Shares jumped 4.1% to $102.21 Friday after Citigroup raised its price target on Zoom Communications to $122 from $106 and reiterated a Buy rating, citing the company's expanding customer-service software business and its ability to charge for AI-powered tools. Citi pointed to accelerating growth, contact center adoption, and AI as key drivers. The call stands out as tech stocks broadly sell off, suggesting investors are rewarding Zoom-specific catalysts even in a hostile market.

The Contact Center Business Just Crossed a Major Revenue Milestone

Zoom's customer experience division hit $100 million in annual recurring revenue — the yearly value of its subscription contracts — by focusing on resolving customer problems rather than simply routing calls faster.

That business is growing at high double-digit rates, while Zoom Phone passed 10 million seats. For shareholders, this matters because Zoom's core video-meeting business grows in the low-to-mid single digits. The contact center is the only unit with the speed to meaningfully accelerate total revenue, which reached $4.87 billion in fiscal year 2026, up just 4.4%.

Big Customers Are Paying Extra for AI — Not Just Using It Free

Every single one of Zoom's top 10 deals last quarter included paid AI components , and seven of those represented competitive displacements of legacy contact center vendors. Zoom's automated customer-service agent was included in four of those top deals.
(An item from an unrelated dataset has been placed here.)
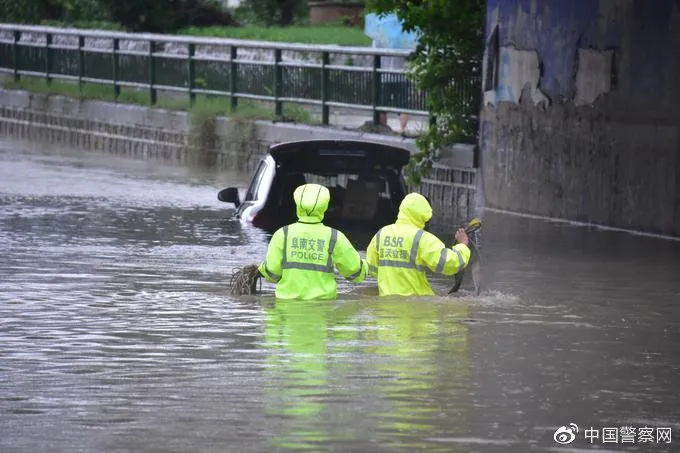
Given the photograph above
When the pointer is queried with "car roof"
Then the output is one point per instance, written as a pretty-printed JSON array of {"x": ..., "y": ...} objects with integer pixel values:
[{"x": 339, "y": 155}]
This proves enterprises will pay for AI that replaces human labor in call centers — a far clearer revenue path than giving away AI meeting summaries for free.

An Activist Investor Is Pressuring for Bigger Returns

Three weeks ago, Spruce Point Capital issued a report arguing Zoom has "well over 100% long-term upside potential."

The firm highlighted that Zoom holds roughly $7.8 billion in net cash and generates close to $2 billion annually in free cash flow , proposing a $4 billion buyback. Insiders, however, have sold $12.7 million in shares over the past three months with zero purchases — a disconnect that tempers the bull case.

The Gap Between Ambition and Valuation

Citi's $122 target implies Zoom is worth about $37 billion — roughly 7.5 times revenue. That's a steep premium for a company still growing under 5% overall. The real question: can the contact center unit, still under 2% of total revenue, scale fast enough to justify that price before the video-conferencing cash cow stalls? Investors are betting on a transformation story — but the math demands execution, not just ambition.